Road - class 3 togher, Derrymany, Co. Longford
Co. Longford |
Roads & Tracks
In a bog at Derrymany in County Longford, a narrow strip of ancient timber roadway lies embedded in the peat, barely a quarter of a metre deep and less than two metres wide.
It is easy to overlook, and that is rather the point. Toghers, the Irish term for causeways or trackways laid across wet or boggy ground, were once a practical necessity across Ireland's midlands, where movement through waterlogged terrain without some form of footing could be treacherous or simply impossible. This one belongs to what archaeologists classify as a class 3 togher, meaning it was constructed from longitudinal roundwood, that is, roughly cylindrical lengths of timber laid lengthways along the direction of travel rather than across it.

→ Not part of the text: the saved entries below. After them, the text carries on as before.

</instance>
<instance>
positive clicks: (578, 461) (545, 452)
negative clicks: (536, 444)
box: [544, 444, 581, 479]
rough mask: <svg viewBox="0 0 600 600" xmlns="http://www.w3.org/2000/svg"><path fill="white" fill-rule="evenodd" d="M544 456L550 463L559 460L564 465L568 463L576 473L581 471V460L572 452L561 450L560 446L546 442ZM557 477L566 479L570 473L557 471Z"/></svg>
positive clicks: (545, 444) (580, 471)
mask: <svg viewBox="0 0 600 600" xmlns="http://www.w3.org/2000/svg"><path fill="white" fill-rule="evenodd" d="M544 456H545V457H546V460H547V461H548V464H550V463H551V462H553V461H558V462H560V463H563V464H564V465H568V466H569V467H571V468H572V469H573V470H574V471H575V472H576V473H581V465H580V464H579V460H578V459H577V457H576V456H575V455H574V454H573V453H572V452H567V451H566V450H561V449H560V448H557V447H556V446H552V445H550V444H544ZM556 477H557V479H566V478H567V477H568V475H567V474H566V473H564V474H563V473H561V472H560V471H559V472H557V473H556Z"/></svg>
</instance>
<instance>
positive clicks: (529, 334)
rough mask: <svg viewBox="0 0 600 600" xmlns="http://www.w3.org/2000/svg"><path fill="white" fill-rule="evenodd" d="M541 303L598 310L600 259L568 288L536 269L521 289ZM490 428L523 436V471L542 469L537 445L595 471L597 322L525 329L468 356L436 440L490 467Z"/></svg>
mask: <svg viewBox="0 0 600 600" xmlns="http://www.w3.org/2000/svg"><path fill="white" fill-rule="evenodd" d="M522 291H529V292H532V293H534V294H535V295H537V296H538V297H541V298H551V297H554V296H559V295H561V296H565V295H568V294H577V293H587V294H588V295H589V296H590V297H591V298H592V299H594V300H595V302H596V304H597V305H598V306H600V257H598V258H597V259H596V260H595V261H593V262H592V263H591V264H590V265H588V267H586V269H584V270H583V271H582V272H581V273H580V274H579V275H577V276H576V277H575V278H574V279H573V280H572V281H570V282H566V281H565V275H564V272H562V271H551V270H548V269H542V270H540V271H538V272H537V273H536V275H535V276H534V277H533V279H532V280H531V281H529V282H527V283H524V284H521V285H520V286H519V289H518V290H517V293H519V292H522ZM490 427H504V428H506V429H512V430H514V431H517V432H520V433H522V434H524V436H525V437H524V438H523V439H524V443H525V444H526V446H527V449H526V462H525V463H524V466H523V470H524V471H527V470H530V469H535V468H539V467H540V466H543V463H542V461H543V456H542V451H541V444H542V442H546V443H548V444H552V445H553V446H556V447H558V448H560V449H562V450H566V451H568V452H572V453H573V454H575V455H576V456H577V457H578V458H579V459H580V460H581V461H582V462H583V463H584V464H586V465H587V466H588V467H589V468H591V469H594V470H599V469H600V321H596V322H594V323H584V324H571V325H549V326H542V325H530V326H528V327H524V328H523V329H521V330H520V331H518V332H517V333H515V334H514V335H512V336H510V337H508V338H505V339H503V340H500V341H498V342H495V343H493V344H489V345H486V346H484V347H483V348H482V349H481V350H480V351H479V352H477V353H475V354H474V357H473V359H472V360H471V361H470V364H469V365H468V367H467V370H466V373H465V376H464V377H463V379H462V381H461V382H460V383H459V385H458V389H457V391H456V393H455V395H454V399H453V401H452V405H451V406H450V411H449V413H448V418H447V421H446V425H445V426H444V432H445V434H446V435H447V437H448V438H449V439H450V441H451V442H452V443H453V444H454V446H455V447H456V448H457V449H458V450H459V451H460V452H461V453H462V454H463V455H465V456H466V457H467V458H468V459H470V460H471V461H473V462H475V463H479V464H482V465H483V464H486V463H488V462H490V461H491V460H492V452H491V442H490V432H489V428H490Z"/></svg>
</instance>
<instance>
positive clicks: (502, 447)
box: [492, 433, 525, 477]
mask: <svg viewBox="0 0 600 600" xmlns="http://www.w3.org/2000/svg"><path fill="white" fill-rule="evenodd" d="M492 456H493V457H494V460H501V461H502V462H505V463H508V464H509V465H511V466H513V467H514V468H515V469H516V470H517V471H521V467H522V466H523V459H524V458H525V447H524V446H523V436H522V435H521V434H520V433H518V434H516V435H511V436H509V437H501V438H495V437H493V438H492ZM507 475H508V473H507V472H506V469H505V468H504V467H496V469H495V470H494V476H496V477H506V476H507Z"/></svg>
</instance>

The timbers recorded here, the largest no more than around eleven centimetres in diameter, were cut from ash, oak, and birch, the kinds of woodland species that would have grown around the margins of bogland throughout the Irish midlands. The trackway runs on a northwest to southeast orientation, suggesting it was laid with a deliberate route in mind, connecting points on either side of what was then, presumably, an area of soft or flooded ground. When it came to light, it was visible only on one face of a drainage cut, meaning the full extent of the structure remains unknown, with much of it likely still preserved beneath the surrounding peat.